Like a coroner with an impertinent sense of humor, Lanthimos piles up the absurdities like corpses. His new movie doesn't invite an audience into the insanity; it simply demands to be stared at, in awe or incomprehension. —R.C.

8. The Exchange
Eran Kolirin's last film was The Band's Visit, a sweet comedy about the tensions that arise when Egyptian policemen who have formed a marching band stumble into the wrong Israeli town. Kolirin's new work, The Exchange, rejects the ingratiating air of its predecessor for a mood of prickly disassociation. Oded (Rotem Keinan), a university teacher on his way to a Ph.D. in physics, and his wife Tami (Sharon Tal), an aspiring architect, seem to have a satisfactorily loving life. One day Oded cuts class and comes home one afternoon to find Tami still asleep. He lies about his absences from work, tosses a stapler out of his office window, visits a different apartment building and exposes himself before a hallway mirror — little acts of domestic derangement.

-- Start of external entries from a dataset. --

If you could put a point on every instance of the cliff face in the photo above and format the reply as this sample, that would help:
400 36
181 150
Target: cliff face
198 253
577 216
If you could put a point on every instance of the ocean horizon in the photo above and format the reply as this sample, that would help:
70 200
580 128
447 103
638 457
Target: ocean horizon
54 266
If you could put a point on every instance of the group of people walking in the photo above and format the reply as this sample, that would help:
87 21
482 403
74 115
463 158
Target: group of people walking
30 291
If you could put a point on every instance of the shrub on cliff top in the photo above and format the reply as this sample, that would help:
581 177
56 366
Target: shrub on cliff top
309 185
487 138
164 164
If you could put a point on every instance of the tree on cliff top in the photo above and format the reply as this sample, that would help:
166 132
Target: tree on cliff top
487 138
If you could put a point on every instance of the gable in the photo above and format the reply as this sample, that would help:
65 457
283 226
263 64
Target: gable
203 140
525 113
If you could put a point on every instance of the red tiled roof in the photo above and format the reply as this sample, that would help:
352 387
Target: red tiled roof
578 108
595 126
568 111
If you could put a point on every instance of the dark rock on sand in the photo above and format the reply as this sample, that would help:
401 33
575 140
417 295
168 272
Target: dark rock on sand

Offering few directorial clues to Oded's motives as he lurches into strangeness, the movie ends with quotations from the final scenes of both La Dolce Vita (beach) and Blowup (returning a misplayed ball during a game). But The Exchange doesn't earn comparison with those great works. It's closer to another Venice competition film, Roman Polanski's Carnage, in that its anarchy and its impact remain on the level of minor misdemeanors. —R.C.